The last day of year is once again here And it feels like someone is dying I should celebrate perhaps and I am. I should and So I will!
The feeling of uncomfortable happiness is creeping from above my toes to my head and beyond to high and infinity -The giant hairy creepy happiness. Death is not usually celebrated but some are exception and party is totally not optional.
Just like in Ghodejatra the death of Tundi is still celebrated. oh poor demon! Just like in bisket jatra the death of two big big giant snakes out of queen's nose is celebrated What a auspicious occasion to celebrate And so will I. I should so I will! The end of another year won't be same anymore.
I must feel lucky for what faith has endowed on me.

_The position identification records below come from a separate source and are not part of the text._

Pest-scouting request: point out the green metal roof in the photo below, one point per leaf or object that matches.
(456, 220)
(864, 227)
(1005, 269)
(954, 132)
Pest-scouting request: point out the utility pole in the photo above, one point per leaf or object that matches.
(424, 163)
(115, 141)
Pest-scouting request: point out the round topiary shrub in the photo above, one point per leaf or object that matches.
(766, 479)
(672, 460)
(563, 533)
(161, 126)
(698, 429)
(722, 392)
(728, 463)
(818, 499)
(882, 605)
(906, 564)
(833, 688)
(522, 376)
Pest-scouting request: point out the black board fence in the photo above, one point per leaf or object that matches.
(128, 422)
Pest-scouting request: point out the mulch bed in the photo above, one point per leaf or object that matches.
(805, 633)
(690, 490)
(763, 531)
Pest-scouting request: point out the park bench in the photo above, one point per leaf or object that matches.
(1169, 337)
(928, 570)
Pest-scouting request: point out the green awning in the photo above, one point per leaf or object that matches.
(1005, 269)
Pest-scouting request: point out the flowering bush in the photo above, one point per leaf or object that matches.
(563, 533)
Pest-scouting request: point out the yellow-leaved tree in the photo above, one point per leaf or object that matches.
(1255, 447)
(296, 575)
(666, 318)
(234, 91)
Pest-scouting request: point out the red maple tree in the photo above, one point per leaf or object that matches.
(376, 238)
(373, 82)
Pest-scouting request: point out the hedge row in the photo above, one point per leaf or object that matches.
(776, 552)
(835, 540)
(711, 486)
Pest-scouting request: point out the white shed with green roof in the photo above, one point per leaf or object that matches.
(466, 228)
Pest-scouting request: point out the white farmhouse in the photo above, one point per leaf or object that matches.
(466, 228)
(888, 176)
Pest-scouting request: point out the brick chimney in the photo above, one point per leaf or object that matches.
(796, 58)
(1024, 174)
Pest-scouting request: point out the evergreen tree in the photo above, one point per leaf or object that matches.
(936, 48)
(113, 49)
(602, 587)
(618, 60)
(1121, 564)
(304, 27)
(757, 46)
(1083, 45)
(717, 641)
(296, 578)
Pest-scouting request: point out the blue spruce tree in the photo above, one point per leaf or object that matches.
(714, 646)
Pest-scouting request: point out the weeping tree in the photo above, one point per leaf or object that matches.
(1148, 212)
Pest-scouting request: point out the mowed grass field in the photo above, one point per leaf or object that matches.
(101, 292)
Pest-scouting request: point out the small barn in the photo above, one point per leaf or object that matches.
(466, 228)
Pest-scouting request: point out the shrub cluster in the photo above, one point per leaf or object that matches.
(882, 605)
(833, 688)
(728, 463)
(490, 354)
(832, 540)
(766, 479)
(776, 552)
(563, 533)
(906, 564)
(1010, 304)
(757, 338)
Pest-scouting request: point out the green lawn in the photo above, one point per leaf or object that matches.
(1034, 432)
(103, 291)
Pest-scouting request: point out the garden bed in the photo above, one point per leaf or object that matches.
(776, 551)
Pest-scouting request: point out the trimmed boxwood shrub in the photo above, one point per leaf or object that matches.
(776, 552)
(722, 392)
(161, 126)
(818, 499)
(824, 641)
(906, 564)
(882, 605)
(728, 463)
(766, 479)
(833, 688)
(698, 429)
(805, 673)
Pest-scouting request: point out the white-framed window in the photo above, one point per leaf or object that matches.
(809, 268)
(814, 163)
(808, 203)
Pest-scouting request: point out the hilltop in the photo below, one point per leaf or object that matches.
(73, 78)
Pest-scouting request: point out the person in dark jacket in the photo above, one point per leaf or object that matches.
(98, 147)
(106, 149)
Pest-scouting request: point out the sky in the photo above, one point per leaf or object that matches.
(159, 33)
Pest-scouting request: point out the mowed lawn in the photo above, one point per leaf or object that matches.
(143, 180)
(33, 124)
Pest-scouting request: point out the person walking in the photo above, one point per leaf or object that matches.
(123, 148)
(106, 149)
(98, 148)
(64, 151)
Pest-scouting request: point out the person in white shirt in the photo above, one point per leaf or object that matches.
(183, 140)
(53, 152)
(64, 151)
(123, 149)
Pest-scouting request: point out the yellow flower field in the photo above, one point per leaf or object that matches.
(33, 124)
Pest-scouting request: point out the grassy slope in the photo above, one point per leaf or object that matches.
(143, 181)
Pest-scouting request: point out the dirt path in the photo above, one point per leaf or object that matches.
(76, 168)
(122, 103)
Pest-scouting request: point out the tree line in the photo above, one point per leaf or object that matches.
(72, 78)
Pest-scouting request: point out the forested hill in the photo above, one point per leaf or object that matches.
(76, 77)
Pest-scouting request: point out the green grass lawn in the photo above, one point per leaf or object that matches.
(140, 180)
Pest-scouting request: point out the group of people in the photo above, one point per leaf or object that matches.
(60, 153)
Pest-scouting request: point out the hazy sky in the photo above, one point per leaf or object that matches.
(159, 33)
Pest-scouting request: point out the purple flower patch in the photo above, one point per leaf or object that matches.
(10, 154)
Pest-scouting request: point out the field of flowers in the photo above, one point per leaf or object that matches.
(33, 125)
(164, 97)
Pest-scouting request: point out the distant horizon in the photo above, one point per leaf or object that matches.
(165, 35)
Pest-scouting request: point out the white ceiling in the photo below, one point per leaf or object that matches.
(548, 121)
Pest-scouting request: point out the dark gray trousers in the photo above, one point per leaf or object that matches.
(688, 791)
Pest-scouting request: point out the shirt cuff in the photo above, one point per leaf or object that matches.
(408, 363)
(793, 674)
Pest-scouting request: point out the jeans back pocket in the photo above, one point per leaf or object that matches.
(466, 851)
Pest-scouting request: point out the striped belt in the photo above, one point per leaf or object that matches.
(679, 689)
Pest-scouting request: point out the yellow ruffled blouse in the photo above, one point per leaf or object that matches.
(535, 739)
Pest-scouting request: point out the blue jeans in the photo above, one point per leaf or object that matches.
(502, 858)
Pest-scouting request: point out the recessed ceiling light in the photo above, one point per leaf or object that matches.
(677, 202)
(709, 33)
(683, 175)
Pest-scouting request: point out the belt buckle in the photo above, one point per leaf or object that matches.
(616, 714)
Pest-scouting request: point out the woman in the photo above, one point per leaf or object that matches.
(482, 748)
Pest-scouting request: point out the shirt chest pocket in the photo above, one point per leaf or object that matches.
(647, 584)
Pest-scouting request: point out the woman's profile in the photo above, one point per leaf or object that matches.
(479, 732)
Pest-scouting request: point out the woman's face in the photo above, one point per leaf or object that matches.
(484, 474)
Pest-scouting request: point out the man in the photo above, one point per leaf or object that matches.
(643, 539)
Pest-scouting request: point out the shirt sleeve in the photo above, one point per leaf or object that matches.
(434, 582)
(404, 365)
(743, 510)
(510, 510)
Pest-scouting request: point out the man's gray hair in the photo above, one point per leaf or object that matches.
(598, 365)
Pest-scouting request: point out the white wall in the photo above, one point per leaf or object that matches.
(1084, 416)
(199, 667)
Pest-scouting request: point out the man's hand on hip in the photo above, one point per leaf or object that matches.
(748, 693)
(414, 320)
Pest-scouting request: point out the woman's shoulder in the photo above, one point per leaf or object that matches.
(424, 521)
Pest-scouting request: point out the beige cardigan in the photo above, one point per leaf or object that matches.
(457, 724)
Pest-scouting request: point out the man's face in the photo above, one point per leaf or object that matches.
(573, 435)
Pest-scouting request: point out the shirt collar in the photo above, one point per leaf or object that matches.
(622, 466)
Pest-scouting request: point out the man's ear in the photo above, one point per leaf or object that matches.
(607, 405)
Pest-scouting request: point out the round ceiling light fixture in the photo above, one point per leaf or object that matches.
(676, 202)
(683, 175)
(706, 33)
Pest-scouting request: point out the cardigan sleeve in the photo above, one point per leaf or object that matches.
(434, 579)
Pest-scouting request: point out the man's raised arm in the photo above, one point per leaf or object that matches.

I must so I will. And as I witness the clouds covering the corpse of late year I cry with extreme pleasure Sorrowful.But the sorrow isn't supposed to be mournful. Because its death of what should have never breath.
I never needed dose of Mushroom or LSD or whatever the fancy name the drugs is called by. I always lived somewhere else. I was always dead at the moment. And I always felt like I was living my death May be in hell. So I must have been bad when I actually lived. I cant forge any other logic from what I learnt in this world. My birth was hallucination. I am in trip since then and the world is going round round round. I can feel at the speed of 465 meter per second. Its a derived scientific data.
May be tomorrow is new day of new year. But it will be just another year of hangover.